You can find some previous similar questions about relocating laundry facilities in the Home > Plumbing link under Browse Projects, at lower left - or just put the phrase "move washer" (without the quotes) into the "ask" box and it will bring up several previous similar questions - many of which answers have more links to other questions about relocating laundry facilities and difficulties of doing so.

Remember - washer/dryer on third floor may be pretty noisy - tending to "drum" unless on concrete floor, though putting available rubber vibration-absorbing foot pads under their feet can reduce that.

Generally, you do not want to, if you can avoid it, run the washer into a drain pipe leading from another device - because of backup and siphoning-out issues. The drain pipe from the washer should be minimum 2" diameter pipe (for residential machines - sometimes larger for commercial sized machines), so check manual. It should run from the machine (with proper standpipe stickup and trap - see article following, though exact stickup dimensions vary by code locality so check local rules if not being done by a plumber) directly to the "stack". The "stack" is the sometimes 3" in older houses but in modern house commonly 4" common or central drain pipe which all the fixture drain lines and vent pipes run into, which leads down through the various levels (collecting all the fixture drains along the way) to the main sewer line leading out to the septic tank or street.

So - if no bathrooms or such on third floor, you will likely have to run the washer drain line down to the next level with piping, and pick up water supply down there too.

Water pipe you can usually tap off any water supply line in the wall - certainly if 3/4" pipe, though some machines cannot handle 1/2" supply lines because they sometime limit water inflow time based on cycle timers rather than fill level switches so do not fill adequately from 1/2" lines. Normal fill limit switch based machines just take longer to fill if on a small pipe or out at the end of the supply system.

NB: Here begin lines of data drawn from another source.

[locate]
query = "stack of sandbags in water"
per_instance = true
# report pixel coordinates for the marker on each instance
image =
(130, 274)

Note you will have to run new electrical to these too - or electrical and gas both if a gas dryer.

Also - don't forget the dryer vent, which can go through the roof or eaves if needed but self-cleans better so is safer (a lot less likely to plug up and create a fire hazard) running out through the subfloor under the dryer to an outside wall vent. Do NOT use one of those no-vent lint trap types which exhausts the dryer air into the house - a real fire hazard, plus puts all that moisture into the house.

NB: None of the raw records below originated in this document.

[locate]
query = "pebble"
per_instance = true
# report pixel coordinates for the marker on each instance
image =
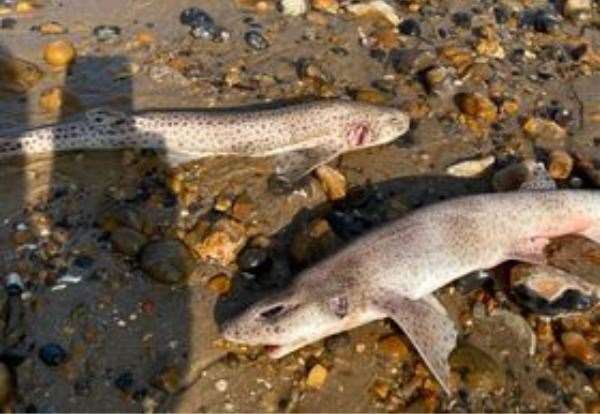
(52, 354)
(223, 242)
(244, 208)
(24, 6)
(316, 377)
(560, 165)
(220, 284)
(166, 261)
(168, 380)
(293, 7)
(333, 182)
(490, 48)
(328, 6)
(128, 241)
(480, 372)
(48, 28)
(394, 348)
(381, 389)
(544, 128)
(459, 58)
(221, 385)
(576, 346)
(59, 53)
(18, 75)
(375, 7)
(107, 34)
(145, 38)
(477, 106)
(471, 168)
(256, 40)
(439, 81)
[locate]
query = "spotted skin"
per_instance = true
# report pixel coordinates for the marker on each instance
(331, 124)
(392, 271)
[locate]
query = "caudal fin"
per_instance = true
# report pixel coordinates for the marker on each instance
(429, 328)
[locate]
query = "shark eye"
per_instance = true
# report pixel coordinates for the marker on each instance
(272, 311)
(358, 134)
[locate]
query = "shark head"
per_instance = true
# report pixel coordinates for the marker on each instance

All these pipes, wiring, dryer vent mean that usually main floor or basement is the easiest place to put washer and dryer, but higher up is workable in most cases without undue trouble - though commonly $500-1500 to run electric, gas, vent, and drain lines if going to an area where they are not in close proximity to existing runs.

Main living floor (where most of the bedrooms are in most houses) is generally the most favored place for them from a real estate standpoint.

Be careful about converting a bedroom or hall closet to laundry use - generally, each bedroom has to have a built-in closet to be considered a "bedroom" for real estate purposes, and in many areas you have to have one hall closet as well. you do not want to take up a closet as a laundry room and "lose" a bedroom or code compliance come resale time because of it.

Remodeling - Kitchen and Bath would probably be the normal Search the List category to find well-rated and reviewed vendors to bid your job. Some Appliance Repair places (especially if they do new washer/dryer sales and installations too) do this, as do some Plumbers and rare HVAC contractors as well.